Tableau 2 – Principaux produits agricoles exportés par la RDC (2022-2023)
Produit | Volume exporté (année récente) | Valeur estimée | Principaux marchés d’exportation |
---|---|---|---|
Cacao | 32 505 tonnes (2022) | ~50+ M USD | Belgique, Malaisie, Pays-Bas, États-Unis… |
Café | ~12 400 tonnes (2023) | ~20–30 M USD (est.) | UE (Italie, Allemagne, Belgique), Moyen-Orient |
Thé | ~3 600 tonnes (2018) | ~5 M USD (est.) | Pakistan, Europe de l’Est, EAC (Kenya…) |
Caoutchouc | ~1 300 tonnes (2019) | ~2 M USD (est.) | Chine, Singapour (caoutchouc brut) |
Autres | (Quinquina, huiles, etc.) faibles | faible | (Niche : Inde, Europe) |
Malgré ces progrès, la RDC reste massivement dépendante des importations alimentaires. Blé, riz, sucre, huiles végétales… En 2023, la facture d’importations agroalimentaires a frôlé les 2 milliards de dollars, selon les données de la Banque mondiale. Le blé représente à lui seul plus de 700 000 tonnes importées chaque année, faute de production locale adaptée au climat tropical.
Tableau 3 – Principaux produits importés et leurs fournisseurs (années récentes)
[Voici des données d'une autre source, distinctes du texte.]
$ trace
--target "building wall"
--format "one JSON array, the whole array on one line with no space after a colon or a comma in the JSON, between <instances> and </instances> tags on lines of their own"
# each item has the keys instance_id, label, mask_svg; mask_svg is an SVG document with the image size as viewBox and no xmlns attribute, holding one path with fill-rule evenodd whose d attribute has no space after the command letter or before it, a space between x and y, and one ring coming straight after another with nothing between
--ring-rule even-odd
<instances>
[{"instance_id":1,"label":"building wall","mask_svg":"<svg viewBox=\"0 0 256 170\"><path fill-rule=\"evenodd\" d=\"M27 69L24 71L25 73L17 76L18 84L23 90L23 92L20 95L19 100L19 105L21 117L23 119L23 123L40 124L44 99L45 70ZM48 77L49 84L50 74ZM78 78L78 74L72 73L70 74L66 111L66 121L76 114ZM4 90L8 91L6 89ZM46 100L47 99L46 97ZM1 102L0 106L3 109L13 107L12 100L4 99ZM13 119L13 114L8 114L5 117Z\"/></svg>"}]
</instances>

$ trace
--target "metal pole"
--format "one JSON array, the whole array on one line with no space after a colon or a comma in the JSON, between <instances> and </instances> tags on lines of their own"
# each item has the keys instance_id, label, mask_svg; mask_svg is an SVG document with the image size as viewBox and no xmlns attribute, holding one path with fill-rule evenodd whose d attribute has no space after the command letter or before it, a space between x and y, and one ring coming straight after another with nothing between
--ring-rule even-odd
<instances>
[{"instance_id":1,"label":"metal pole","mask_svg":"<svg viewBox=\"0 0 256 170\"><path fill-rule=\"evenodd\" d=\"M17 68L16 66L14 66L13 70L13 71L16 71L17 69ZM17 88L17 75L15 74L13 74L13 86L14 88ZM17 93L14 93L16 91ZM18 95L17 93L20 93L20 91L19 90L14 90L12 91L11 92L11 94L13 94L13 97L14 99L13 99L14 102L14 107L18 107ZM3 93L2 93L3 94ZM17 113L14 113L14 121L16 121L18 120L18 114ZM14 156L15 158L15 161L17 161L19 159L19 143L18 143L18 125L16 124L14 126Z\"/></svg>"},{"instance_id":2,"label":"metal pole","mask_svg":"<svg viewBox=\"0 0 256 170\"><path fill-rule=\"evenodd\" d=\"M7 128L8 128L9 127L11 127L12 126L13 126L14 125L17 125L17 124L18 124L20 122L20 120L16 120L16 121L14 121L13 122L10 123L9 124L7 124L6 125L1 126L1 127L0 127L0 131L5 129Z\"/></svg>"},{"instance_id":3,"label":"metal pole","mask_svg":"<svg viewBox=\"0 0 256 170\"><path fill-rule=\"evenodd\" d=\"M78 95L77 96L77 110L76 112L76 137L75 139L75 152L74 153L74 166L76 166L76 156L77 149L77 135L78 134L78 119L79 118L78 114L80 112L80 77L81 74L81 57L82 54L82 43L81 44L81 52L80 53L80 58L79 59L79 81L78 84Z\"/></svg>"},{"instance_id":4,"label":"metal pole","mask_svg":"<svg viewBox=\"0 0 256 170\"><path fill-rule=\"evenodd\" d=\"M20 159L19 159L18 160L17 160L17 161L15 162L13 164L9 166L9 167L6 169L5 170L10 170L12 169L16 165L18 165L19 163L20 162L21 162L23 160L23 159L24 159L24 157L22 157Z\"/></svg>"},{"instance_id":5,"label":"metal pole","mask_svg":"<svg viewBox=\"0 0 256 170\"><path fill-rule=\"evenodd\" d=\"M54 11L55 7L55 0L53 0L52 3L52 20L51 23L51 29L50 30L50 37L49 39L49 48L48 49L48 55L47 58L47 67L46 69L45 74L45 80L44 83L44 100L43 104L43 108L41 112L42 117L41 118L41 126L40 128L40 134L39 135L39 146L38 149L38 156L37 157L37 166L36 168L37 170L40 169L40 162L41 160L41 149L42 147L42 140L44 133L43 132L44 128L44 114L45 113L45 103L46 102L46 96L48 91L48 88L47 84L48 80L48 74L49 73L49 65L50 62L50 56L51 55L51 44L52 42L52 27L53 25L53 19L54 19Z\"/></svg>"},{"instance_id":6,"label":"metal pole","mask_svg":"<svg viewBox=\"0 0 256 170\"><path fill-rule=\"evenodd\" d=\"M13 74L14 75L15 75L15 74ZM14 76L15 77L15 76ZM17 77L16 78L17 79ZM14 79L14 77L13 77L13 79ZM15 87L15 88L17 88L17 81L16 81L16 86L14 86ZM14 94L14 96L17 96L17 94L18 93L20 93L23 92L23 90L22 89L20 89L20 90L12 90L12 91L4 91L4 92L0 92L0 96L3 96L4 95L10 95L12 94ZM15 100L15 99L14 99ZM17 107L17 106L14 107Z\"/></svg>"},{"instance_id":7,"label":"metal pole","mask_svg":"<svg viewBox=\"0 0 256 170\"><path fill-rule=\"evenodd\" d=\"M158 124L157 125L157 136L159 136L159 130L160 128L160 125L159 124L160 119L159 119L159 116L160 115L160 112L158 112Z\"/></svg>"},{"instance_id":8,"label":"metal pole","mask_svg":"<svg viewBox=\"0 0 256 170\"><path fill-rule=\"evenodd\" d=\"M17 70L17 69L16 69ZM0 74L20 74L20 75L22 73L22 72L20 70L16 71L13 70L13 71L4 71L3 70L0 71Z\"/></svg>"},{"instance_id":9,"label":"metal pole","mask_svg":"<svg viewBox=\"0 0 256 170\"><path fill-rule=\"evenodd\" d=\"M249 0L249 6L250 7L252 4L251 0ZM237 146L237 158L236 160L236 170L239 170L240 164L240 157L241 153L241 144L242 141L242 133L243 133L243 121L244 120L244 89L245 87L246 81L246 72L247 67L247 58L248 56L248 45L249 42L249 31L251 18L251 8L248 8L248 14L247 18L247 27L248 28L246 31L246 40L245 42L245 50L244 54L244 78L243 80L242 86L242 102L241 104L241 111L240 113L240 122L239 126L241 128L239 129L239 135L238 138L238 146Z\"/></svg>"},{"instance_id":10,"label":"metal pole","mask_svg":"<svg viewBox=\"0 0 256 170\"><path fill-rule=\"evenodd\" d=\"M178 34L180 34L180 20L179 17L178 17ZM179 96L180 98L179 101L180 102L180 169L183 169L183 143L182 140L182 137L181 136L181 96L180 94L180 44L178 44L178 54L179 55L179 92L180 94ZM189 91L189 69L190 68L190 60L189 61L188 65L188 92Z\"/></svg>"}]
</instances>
Produit importé | Volume annuel (estimation) | Fournisseurs majeurs |
---|---|---|
Blé (grain & farine) | ~700–800 k tonnes | UE (France, Pologne), Russie, Inde, Canada |
Riz blanc | ~350–400 k tonnes | Pakistan, Inde, Thaïlande, Vietnam |
Sucre raffiné | ~200–250 k tonnes (est.) | Brésil, Inde, Afrique du Sud |
Huiles végétales | ~150 k tonnes (est.) | Malaisie, Indonésie, UE (huile de palme, tournesol) |
Viande de volaille | ~100 k tonnes (est.) | Brésil, UE (Belgique, Pologne), USA |
Lait en poudre | ~30 k tonnes (est.) | UE (France, Belgique), Nouvelle-Zélande |
L’enclavement des zones rurales handicape fortement le secteur. Les coûts de transport élevés, l’absence d’infrastructures de stockage et les pertes post-récolte réduisent la rentabilité des cultures. Parallèlement, l’accès aux financements agricoles reste embryonnaire : moins de 1% des crédits bancaires sont dirigés vers l’agriculture.
La loi agricole de 2011, imposant une majorité congolaise dans le capital des entreprises agricoles, freine également l’afflux d’investissements étrangers. Et les conflits récurrents à l’Est du pays, notamment au Nord-Kivu et en Ituri, privent l’agriculture congolaise de certaines de ses meilleures terres.
Pourtant, des signaux positifs apparaissent. En 2023, les intentions d’investissements agricoles ont bondi à 481 millions de dollars, contre seulement 32 millions deux ans plus tôt. Le programme national de développement de l’agriculture, appuyé par la Banque mondiale, a déjà permis de soutenir près de 200 000 petits exploitants.
Le cacao bio, le café de spécialité et l’huile de palme durable figurent parmi les secteurs les plus prometteurs à l’export. Sur le plan domestique, la forte croissance urbaine, notamment à Kinshasa, ouvre un vaste marché pour les produits agroalimentaires transformés localement.
Reste à lever les freins structurels : moderniser les infrastructures, faciliter l’accès au foncier, améliorer la gouvernance et renforcer la sécurité rurale. Si ces chantiers avancent, la RDC pourra non seulement nourrir sa population, mais aussi redevenir un acteur agricole de poids en Afrique centrale.